Sometimes if you have a lot of dots on a map you might not necessarily be getting the most bang for your data buck.  The goal of any visualization is effective communication and contribution to understanding.  Visualizations of frequency or density can benefit from Frequency heat maps.

 

Here are some airports around metro Chicago.  If the visualization required an airport heatmap, then we’d choose the Frequency method to create it because airports are discrete phenomena (as opposed to continuous phenomena -more on that here).

In this illustration I have reference icons at the locations of the airports.  A frequency heatmap will give me a sense of the density of airports in a place -a general fuzzy notion of relative airport-iness.

This brings up an important…point:  Points are philosophical illusions.  In the digital environment they are just really useful hacks upon which we can hang thematic icons, use as interaction hooks, and serve as a locational reference of things that are really too small to see at a given zoom level.

 

So sometimes it’s helpful to visualize features as light sources who’s luminosity fades with radial distance, like a light bulb.

The pixels at the center of the light bulb are brightest and they diminish until at the edge they have no brightness.

 

Now, with a constellation of light bulbs, the influence of the items or events merge together with neighbors to give a sense of combined luminosity -how bright with airports places are.

This set of radials are merged together into a single cloud of brightness.  Each pixel is given a sum value from all the contributing light bulbs.

 

This combined luminosity score can then be mapped to whatever thematic color/opacity range you like.  Here, we map the brightness to a red-yellow-green ramp with decreasing opacity.

 

The result is a frequency heat map that illustrates how hot with airports places are.

But these airports all count the same, and in reality some things are more important than others.  Could they be weighted by some value to affect the visualization and get a closer modeling of truth?  Yes!

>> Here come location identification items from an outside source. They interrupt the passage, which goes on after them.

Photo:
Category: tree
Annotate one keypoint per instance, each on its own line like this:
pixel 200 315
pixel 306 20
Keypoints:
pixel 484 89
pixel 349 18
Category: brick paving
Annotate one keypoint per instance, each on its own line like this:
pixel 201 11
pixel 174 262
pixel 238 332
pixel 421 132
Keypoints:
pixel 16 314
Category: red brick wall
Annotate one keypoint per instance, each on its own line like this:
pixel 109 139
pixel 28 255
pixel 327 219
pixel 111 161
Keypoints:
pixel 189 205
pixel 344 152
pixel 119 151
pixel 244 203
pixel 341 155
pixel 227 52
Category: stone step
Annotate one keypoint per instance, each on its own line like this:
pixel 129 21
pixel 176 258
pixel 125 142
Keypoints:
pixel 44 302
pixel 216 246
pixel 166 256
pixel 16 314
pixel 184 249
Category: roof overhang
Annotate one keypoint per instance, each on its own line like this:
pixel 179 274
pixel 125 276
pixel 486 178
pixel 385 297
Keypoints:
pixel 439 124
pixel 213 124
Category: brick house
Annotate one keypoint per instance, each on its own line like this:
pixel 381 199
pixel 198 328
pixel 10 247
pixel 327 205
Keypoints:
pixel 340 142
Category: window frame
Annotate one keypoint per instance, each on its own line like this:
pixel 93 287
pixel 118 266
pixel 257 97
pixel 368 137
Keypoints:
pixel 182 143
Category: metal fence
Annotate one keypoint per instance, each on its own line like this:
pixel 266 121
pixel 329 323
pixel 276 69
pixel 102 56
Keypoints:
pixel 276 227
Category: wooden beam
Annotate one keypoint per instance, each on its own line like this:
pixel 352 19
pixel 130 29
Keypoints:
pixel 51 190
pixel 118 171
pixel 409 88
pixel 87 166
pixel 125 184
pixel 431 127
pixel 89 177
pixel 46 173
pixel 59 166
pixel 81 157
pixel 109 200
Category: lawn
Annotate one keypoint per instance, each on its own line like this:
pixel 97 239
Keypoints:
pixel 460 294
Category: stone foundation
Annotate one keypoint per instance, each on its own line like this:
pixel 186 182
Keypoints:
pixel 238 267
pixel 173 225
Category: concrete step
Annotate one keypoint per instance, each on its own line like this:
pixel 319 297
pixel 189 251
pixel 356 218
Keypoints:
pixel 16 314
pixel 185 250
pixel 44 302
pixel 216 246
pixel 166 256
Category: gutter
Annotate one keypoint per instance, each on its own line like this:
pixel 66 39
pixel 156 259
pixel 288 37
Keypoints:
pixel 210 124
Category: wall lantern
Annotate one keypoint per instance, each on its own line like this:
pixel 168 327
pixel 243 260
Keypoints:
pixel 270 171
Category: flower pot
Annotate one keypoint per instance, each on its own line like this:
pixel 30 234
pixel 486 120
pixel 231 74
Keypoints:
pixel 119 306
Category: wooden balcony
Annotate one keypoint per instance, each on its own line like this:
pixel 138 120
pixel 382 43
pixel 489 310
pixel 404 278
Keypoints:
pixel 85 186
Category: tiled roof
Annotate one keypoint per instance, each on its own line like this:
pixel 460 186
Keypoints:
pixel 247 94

Tying radial distance and/or intensity to a measured value makes frequency heatmaps much more valuable.  Most any type of heat mapped item/event data benefits from weighting, for example:

Airport – Average Traffic
Crime – Severity
Foreclosure – Home Value
H1N1 – Actually, that’s probably better off as boolean
Wellhead – Capacity
Broadcast Tower – Estimated Range
Retail Location – Revenue

Heat maps are lots of fun and can be valuable visual aids.  Be aware, though, that the frequency heat map is not a scientific treatment of data and the falloff rate of the radials are a general notion.  They are, however, among the best and most effective illustrations of density and with the appropriate data their visual impact can be powerful and revealing.